On the eve of the sport’s formal re-opening for business after a five-month lockout, NBA commissioner David Stern sent shockwaves throughout the league Thursday night by nixing the league-owned New Orleans Hornets’ plans to trade guard Chris Paul to the Los Angeles Lakers.
Within an hour of the Hornets striking an agreement in principle with the Lakers and Houston Rockets on a three-team trade that would have landed Paul in the same backcourt as Kobe Bryant, Stern informed the Hornets that they couldn’t make the trade, stunning team officials who had been working around-the-clock for days in hopes of bringing an end to the Paul saga before the season officially started.
Amid a stream of reports that angry owners were demanding the trade be vetoed, on the same day those owners had gathered in New York to ratify a new labor pact purportedly designed to foster competitive balance and prevent small-market teams from being raided for their stars, league officials tried to dispute claims of a revolt by insisting that the decision was Stern’s.
“It’s not true that the owners killed the deal,” NBA spokesman Mike Bass said. “The deal was never discussed at the Board of Governors meeting and the league office declined to make the trade for basketball reasons.”

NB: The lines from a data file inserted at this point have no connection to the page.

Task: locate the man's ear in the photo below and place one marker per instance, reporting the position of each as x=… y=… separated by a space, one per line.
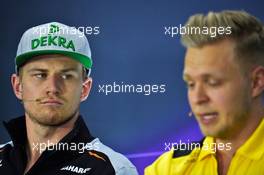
x=257 y=81
x=17 y=86
x=86 y=87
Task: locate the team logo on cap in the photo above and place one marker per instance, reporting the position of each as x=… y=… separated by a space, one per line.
x=52 y=40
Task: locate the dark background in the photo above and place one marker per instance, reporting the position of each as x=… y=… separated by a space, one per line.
x=130 y=48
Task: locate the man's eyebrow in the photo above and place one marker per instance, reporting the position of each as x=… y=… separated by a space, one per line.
x=46 y=70
x=37 y=70
x=69 y=70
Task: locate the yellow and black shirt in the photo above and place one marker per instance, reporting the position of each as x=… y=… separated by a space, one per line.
x=248 y=159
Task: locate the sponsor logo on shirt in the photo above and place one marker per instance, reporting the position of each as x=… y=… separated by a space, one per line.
x=75 y=169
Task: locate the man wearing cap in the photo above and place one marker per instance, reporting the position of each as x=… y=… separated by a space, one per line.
x=224 y=74
x=53 y=64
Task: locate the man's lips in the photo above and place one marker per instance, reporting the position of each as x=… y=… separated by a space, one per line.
x=51 y=102
x=207 y=118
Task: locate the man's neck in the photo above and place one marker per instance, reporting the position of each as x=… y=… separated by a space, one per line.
x=40 y=136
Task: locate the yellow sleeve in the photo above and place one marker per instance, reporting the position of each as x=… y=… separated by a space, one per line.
x=161 y=166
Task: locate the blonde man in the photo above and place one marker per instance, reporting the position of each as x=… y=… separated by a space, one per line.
x=224 y=73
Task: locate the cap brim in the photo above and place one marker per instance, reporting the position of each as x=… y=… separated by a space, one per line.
x=84 y=60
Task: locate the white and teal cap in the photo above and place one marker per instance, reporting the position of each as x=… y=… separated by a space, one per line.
x=54 y=38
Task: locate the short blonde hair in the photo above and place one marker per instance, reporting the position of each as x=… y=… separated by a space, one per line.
x=246 y=31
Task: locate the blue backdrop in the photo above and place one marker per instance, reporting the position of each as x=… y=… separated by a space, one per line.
x=131 y=48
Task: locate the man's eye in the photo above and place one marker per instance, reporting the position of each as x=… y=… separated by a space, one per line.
x=189 y=85
x=66 y=76
x=213 y=82
x=40 y=75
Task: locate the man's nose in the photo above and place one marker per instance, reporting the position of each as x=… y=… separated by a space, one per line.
x=198 y=95
x=54 y=85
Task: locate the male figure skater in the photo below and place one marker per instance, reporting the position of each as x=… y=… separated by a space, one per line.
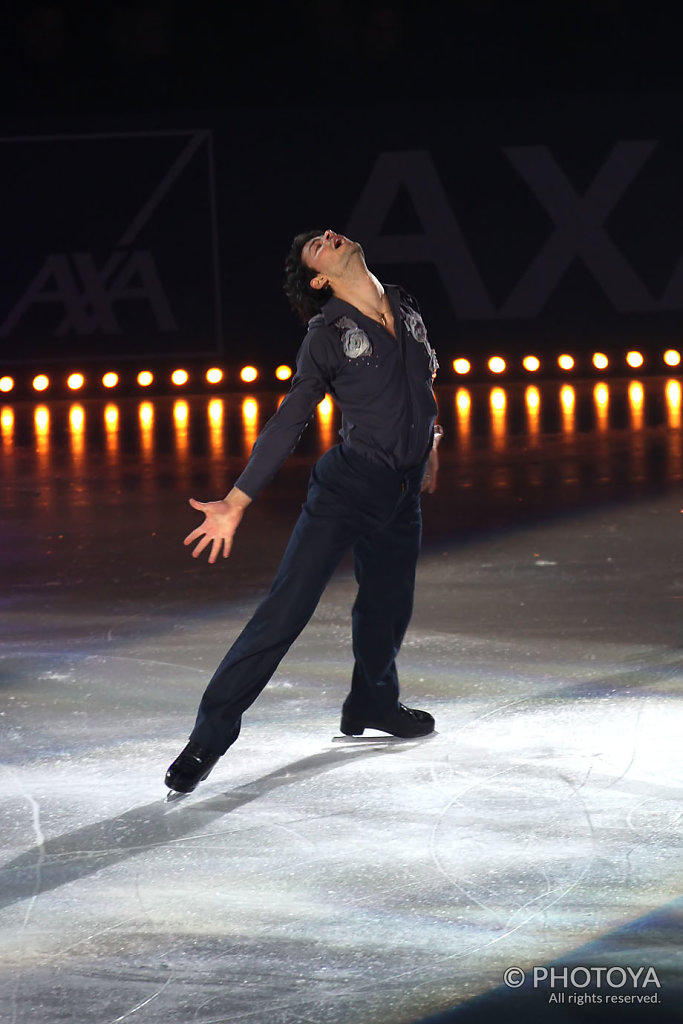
x=367 y=346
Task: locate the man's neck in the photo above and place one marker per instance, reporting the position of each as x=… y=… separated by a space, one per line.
x=361 y=290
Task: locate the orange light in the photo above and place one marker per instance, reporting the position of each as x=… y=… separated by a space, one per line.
x=463 y=399
x=636 y=393
x=42 y=420
x=673 y=392
x=462 y=367
x=112 y=417
x=216 y=412
x=6 y=421
x=601 y=397
x=567 y=397
x=250 y=411
x=146 y=414
x=77 y=418
x=497 y=365
x=498 y=399
x=180 y=413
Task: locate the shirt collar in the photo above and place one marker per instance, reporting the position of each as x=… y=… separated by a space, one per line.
x=334 y=307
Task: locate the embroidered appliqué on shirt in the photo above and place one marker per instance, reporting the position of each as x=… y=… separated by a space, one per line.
x=416 y=327
x=354 y=340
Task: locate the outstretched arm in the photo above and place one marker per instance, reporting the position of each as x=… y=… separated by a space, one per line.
x=220 y=521
x=431 y=472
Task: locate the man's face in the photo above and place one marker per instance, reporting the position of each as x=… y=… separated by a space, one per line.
x=329 y=254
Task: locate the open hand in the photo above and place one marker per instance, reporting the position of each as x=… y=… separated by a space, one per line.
x=220 y=521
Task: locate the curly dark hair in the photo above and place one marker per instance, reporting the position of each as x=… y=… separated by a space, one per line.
x=304 y=300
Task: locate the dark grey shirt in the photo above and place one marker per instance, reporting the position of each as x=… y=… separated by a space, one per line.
x=382 y=385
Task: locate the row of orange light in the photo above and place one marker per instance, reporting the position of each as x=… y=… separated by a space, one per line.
x=111 y=380
x=635 y=359
x=463 y=401
x=462 y=367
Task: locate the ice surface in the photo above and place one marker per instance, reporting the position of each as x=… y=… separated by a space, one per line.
x=311 y=878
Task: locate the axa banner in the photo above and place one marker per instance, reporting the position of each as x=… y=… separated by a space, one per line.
x=110 y=245
x=518 y=222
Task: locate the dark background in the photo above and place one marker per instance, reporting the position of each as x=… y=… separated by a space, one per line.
x=297 y=101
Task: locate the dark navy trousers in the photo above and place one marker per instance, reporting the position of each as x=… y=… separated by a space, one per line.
x=351 y=504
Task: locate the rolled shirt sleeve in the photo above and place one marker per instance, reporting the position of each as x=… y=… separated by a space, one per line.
x=281 y=434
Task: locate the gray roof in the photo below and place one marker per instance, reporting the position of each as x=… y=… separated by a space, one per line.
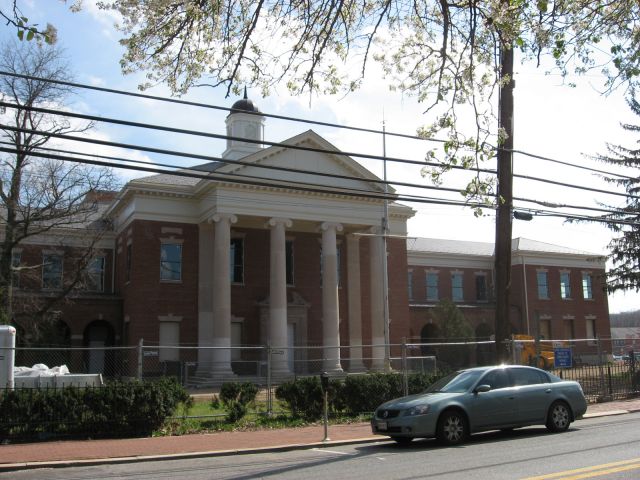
x=439 y=245
x=180 y=180
x=463 y=247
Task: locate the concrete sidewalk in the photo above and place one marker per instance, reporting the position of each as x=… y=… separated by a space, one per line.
x=91 y=452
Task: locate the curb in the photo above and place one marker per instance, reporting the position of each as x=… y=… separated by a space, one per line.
x=9 y=467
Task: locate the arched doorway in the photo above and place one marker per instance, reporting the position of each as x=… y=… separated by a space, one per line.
x=484 y=351
x=430 y=333
x=99 y=335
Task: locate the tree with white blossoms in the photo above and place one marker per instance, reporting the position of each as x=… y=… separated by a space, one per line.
x=446 y=53
x=42 y=196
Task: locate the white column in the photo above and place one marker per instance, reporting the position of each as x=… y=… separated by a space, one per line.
x=222 y=294
x=330 y=312
x=205 y=301
x=278 y=296
x=377 y=300
x=355 y=307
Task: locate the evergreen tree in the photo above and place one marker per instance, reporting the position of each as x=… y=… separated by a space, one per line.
x=625 y=222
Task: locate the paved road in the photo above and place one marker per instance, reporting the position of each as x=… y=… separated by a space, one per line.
x=605 y=448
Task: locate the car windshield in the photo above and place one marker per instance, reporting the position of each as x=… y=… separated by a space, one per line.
x=457 y=382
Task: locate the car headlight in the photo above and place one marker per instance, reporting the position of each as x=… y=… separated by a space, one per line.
x=417 y=410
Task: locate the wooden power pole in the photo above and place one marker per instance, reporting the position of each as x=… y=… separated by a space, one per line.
x=505 y=206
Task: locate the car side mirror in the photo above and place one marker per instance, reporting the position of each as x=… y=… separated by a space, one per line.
x=482 y=388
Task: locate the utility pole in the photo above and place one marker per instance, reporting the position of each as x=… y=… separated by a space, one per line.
x=505 y=205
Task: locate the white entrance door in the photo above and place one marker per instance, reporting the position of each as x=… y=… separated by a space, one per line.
x=291 y=341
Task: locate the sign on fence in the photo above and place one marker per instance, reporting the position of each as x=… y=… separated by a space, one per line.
x=562 y=357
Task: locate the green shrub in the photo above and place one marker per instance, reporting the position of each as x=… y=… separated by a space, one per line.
x=116 y=409
x=236 y=397
x=355 y=395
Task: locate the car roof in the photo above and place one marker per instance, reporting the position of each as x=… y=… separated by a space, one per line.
x=492 y=367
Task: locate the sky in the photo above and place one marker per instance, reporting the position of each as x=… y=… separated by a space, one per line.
x=551 y=119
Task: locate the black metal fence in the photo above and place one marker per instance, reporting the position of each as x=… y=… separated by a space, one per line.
x=117 y=410
x=602 y=383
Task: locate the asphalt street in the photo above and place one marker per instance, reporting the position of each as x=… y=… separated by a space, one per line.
x=604 y=447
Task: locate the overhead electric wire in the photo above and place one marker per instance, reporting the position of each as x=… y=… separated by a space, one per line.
x=336 y=152
x=568 y=164
x=288 y=184
x=255 y=181
x=294 y=119
x=208 y=158
x=218 y=136
x=289 y=146
x=406 y=197
x=217 y=107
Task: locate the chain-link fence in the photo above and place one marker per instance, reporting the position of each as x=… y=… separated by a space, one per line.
x=589 y=361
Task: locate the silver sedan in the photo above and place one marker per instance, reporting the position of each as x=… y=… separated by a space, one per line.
x=479 y=399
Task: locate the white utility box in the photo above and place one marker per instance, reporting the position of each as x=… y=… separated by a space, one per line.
x=7 y=355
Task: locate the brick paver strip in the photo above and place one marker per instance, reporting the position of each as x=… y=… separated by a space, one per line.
x=70 y=450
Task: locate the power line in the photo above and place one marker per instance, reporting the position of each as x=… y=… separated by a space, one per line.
x=296 y=119
x=218 y=136
x=569 y=164
x=254 y=181
x=278 y=144
x=406 y=197
x=216 y=107
x=302 y=186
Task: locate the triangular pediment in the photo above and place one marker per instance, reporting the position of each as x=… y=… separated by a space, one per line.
x=311 y=161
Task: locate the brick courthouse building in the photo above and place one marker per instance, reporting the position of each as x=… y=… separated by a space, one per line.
x=228 y=254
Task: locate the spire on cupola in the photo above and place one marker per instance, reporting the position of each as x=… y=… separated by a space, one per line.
x=244 y=121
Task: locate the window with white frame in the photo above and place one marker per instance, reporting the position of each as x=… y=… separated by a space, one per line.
x=432 y=286
x=95 y=275
x=16 y=258
x=236 y=260
x=338 y=261
x=587 y=286
x=482 y=294
x=543 y=284
x=289 y=262
x=236 y=341
x=169 y=336
x=565 y=285
x=51 y=271
x=545 y=329
x=457 y=291
x=591 y=328
x=128 y=260
x=170 y=262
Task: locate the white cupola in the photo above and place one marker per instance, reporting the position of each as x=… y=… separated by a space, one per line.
x=244 y=121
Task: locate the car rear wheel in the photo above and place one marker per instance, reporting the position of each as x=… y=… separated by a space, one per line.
x=559 y=417
x=402 y=440
x=452 y=428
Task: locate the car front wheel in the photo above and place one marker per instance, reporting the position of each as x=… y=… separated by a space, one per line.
x=452 y=428
x=559 y=417
x=402 y=440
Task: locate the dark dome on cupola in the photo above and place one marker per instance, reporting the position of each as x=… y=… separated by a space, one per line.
x=244 y=105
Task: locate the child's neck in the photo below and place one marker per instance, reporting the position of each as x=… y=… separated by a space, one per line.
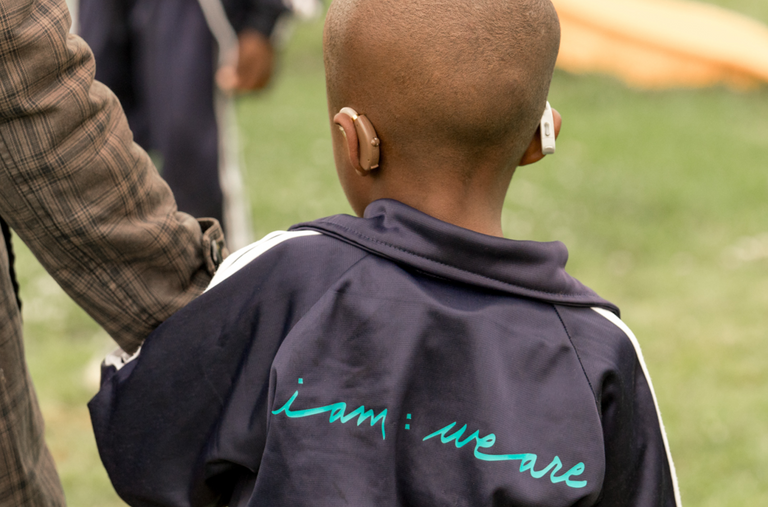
x=475 y=205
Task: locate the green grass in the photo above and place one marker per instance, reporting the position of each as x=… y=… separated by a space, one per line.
x=660 y=197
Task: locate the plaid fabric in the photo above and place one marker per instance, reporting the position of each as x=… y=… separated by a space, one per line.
x=90 y=205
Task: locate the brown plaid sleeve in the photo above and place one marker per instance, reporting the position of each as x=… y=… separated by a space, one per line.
x=85 y=199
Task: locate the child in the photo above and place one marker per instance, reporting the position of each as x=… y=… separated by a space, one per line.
x=412 y=356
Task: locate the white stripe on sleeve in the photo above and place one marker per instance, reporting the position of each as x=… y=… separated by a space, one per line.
x=241 y=258
x=621 y=325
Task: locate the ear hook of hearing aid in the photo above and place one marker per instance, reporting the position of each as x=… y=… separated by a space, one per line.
x=367 y=139
x=547 y=128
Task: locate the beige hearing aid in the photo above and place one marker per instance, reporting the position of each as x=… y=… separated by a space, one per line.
x=547 y=131
x=367 y=140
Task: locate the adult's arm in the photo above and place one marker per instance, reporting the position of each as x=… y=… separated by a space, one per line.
x=256 y=15
x=86 y=200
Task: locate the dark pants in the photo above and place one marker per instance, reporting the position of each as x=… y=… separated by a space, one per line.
x=158 y=58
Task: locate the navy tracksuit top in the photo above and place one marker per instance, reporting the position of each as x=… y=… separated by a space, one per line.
x=390 y=360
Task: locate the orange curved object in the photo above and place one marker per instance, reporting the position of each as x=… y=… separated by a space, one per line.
x=662 y=43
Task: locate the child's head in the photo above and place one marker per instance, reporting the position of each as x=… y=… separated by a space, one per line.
x=454 y=89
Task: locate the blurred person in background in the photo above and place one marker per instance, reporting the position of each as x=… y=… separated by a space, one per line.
x=92 y=208
x=160 y=60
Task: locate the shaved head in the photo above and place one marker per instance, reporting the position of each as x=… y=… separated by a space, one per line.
x=432 y=74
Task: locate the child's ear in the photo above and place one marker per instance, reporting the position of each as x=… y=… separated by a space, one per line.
x=361 y=140
x=533 y=153
x=347 y=127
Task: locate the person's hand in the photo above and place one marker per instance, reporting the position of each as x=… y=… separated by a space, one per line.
x=254 y=64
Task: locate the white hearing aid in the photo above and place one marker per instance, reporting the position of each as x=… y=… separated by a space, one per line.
x=548 y=131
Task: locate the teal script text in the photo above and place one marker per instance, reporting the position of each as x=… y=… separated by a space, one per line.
x=527 y=460
x=337 y=413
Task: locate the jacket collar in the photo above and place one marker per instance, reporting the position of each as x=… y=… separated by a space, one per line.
x=405 y=235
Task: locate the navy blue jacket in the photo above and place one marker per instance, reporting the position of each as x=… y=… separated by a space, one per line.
x=391 y=360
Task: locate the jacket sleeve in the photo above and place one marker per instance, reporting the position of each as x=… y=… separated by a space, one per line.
x=86 y=200
x=639 y=471
x=259 y=15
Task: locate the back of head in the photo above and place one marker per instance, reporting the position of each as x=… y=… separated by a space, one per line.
x=441 y=76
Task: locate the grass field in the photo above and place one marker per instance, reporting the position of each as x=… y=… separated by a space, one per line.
x=660 y=196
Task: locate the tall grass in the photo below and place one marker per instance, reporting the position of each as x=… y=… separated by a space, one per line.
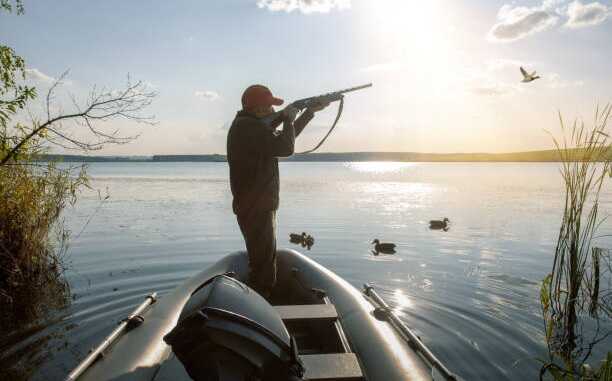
x=33 y=239
x=574 y=297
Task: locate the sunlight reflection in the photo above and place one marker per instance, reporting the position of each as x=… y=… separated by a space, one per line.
x=402 y=301
x=379 y=167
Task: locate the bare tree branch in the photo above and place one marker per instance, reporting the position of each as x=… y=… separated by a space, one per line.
x=102 y=105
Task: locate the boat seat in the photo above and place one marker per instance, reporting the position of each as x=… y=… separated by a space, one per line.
x=332 y=367
x=307 y=312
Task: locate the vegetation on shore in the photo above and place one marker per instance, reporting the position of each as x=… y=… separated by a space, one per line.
x=33 y=238
x=575 y=296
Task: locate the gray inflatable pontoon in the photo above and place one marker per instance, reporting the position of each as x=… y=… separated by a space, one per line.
x=341 y=333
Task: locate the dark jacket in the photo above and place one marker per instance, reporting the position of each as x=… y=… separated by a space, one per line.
x=252 y=152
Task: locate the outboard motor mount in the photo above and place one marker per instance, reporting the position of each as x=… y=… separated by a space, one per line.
x=227 y=331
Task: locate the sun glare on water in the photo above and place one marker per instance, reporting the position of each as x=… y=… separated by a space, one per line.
x=379 y=167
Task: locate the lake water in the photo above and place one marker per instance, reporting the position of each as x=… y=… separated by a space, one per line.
x=470 y=293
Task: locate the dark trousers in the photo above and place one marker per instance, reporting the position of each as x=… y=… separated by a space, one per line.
x=259 y=231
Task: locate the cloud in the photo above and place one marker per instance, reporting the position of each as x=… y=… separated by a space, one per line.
x=582 y=15
x=503 y=63
x=493 y=89
x=38 y=76
x=304 y=6
x=554 y=81
x=207 y=95
x=388 y=66
x=514 y=23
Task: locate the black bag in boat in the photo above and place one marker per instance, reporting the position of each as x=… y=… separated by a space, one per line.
x=229 y=332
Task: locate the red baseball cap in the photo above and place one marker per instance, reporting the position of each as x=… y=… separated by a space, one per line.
x=259 y=96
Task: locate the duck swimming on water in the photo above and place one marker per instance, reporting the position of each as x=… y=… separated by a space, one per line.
x=439 y=224
x=297 y=238
x=385 y=248
x=308 y=241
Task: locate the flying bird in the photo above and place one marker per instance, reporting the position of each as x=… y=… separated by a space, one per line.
x=528 y=77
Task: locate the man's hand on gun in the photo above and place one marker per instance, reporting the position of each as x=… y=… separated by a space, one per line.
x=318 y=105
x=290 y=112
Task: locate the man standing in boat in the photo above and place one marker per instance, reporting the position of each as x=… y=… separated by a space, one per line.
x=253 y=148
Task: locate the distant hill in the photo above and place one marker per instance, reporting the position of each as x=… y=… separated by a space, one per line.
x=530 y=156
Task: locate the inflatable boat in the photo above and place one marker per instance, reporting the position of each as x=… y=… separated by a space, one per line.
x=314 y=326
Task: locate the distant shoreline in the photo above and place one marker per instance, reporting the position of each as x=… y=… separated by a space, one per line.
x=529 y=156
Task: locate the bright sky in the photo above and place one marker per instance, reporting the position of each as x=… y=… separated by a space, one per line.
x=445 y=72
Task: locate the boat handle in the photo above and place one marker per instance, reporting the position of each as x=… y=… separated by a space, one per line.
x=133 y=320
x=385 y=312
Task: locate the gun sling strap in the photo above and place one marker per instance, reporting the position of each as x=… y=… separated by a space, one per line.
x=340 y=107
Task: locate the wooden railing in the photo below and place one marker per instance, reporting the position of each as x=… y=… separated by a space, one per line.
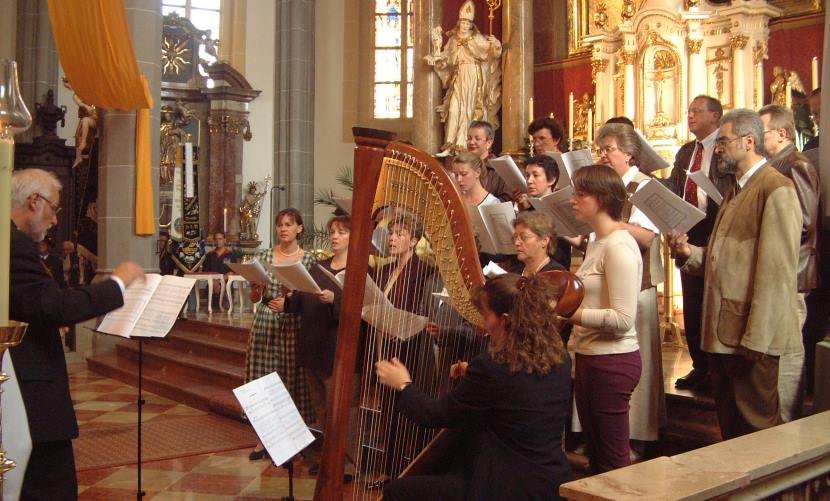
x=791 y=461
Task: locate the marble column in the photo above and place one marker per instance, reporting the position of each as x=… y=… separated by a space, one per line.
x=517 y=85
x=37 y=57
x=630 y=96
x=294 y=108
x=697 y=68
x=117 y=240
x=738 y=43
x=427 y=91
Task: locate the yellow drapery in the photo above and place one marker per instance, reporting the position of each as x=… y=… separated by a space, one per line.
x=96 y=52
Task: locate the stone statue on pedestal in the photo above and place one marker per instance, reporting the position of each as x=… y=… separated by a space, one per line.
x=469 y=66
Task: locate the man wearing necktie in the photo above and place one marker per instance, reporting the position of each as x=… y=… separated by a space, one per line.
x=749 y=264
x=703 y=115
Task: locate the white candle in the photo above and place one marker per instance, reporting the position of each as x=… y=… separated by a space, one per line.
x=189 y=191
x=814 y=72
x=6 y=167
x=571 y=117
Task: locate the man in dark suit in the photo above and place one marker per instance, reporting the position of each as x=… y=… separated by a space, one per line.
x=39 y=363
x=703 y=115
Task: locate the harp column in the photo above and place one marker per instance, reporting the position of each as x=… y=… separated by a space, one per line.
x=517 y=79
x=427 y=92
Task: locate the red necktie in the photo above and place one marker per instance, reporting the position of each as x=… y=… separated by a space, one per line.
x=691 y=186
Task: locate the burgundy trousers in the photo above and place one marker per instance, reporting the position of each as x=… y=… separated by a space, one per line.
x=602 y=389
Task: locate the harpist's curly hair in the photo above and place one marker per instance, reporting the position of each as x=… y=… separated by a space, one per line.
x=532 y=343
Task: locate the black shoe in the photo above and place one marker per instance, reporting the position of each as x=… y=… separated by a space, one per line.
x=692 y=380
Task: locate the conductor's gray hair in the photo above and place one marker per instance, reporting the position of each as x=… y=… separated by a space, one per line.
x=27 y=182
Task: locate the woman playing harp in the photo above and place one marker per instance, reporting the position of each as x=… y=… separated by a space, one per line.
x=512 y=403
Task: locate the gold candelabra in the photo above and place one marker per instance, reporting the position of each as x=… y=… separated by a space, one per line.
x=492 y=6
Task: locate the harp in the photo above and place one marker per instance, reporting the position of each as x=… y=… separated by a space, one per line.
x=389 y=174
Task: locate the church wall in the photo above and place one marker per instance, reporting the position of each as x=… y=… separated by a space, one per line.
x=258 y=158
x=793 y=42
x=331 y=150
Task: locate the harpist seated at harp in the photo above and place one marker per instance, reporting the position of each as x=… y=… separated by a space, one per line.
x=511 y=403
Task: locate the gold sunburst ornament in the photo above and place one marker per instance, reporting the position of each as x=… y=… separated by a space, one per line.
x=173 y=53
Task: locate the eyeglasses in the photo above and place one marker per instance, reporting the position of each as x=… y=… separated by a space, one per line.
x=55 y=208
x=723 y=140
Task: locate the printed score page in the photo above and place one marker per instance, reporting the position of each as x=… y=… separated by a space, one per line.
x=274 y=416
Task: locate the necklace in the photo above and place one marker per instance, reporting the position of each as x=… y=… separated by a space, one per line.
x=279 y=249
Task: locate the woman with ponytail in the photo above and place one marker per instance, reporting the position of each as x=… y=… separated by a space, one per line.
x=510 y=405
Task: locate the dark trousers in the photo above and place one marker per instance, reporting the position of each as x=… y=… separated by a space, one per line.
x=50 y=474
x=444 y=487
x=746 y=393
x=692 y=317
x=603 y=389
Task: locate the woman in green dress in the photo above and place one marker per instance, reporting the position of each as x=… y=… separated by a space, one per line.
x=272 y=342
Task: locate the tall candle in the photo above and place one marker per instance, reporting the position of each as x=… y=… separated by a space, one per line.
x=815 y=73
x=6 y=167
x=571 y=117
x=189 y=190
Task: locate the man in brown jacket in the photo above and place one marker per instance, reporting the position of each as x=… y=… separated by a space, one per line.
x=749 y=265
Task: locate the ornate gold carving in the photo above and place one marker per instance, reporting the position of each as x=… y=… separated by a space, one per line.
x=694 y=45
x=601 y=16
x=629 y=9
x=230 y=124
x=597 y=66
x=173 y=55
x=628 y=57
x=738 y=42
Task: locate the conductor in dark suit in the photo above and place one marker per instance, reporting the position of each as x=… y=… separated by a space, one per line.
x=39 y=363
x=510 y=406
x=703 y=115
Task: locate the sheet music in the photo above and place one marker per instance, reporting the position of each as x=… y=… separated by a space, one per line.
x=295 y=276
x=122 y=321
x=706 y=185
x=252 y=272
x=665 y=209
x=274 y=416
x=164 y=306
x=650 y=160
x=569 y=163
x=498 y=220
x=507 y=169
x=493 y=270
x=392 y=321
x=558 y=205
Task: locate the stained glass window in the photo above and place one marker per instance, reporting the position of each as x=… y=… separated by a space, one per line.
x=393 y=63
x=204 y=14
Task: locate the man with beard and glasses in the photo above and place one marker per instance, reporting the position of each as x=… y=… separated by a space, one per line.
x=749 y=266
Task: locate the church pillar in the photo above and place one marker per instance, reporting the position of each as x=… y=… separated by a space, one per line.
x=697 y=69
x=117 y=240
x=427 y=91
x=517 y=84
x=738 y=43
x=630 y=99
x=37 y=57
x=294 y=108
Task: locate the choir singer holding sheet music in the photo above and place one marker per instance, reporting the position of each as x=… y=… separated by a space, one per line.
x=38 y=361
x=510 y=406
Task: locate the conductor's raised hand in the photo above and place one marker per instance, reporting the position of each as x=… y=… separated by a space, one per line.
x=679 y=245
x=392 y=373
x=128 y=272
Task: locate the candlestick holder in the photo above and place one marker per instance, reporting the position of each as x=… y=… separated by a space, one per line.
x=10 y=335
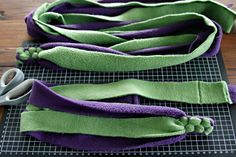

Yet in an email to Stern obtained by Yahoo! Sports and The New York Times, Cleveland Cavaliers owner Dan Gilbert called the proposed deal “a travesty” and urged Stern to put the deal to a vote of “the 29 owners of the Hornets,” referring to the rest of the league’s teams.
The proposed trade would have sent Paul to the Lakers, Pau Gasol to the Rockets and furnished New Orleans with three top-flight NBA players in Kevin Martin, Luis Scola and Lamar Odom as well as playoff-tested guard Goran Dragic and a 2012 first-round pick that Houston had acquired from the Knicks. The general reaction among rival executives was that Hornets general manager Dell Demps did as well as he could under the circumstances after Paul told the Hornets on Monday he would not sign a contract extension this season and instead planned to become a free agent July 1, 2012.
But Stern stepped in to nix the swap and leave all three teams with several shell-shocked players and officials heading into Friday’s scheduled start of training camps, after the commissioner insisted for months that Hornets general manager Dell Demps and the rest of the team’s front office had autonomy over basketball decisions. Sources close to the situation said Demps and teams that have pursued Paul had been assured the Hornets had the clearance to trade Paul as they saw fit.
In Paul’s case, sources told ESPN’s Stephen A. Smith that the angry All-Star will not be reporting to Hornets camp on Friday and will instead explore his legal options with NBA Players Association executive director Billy Hunter, while maintaining the stance the deal is merely “on hold” as opposed to squashed.
The Los Angeles Times, meanwhile, reported that Odom also intends to skip the first day of Lakers camp, while the Rockets were said to be crestfallen after missing out on Gasol, who was targeted to fill the void created by Yao Ming’s retirement.
Numerous sources close to the process expressed skepticism that the deal has a chance of being revived, amid a growing sense the league is now determined to keep Paul in New Orleans for an unspecified length of time — perhaps even for the entire season — to support the notion that lockout wasn’t for naught and that the new labor deal has improved small-market teams’ ability to retain star players.
Information from Espn.com and The Associated Press contributed to this report.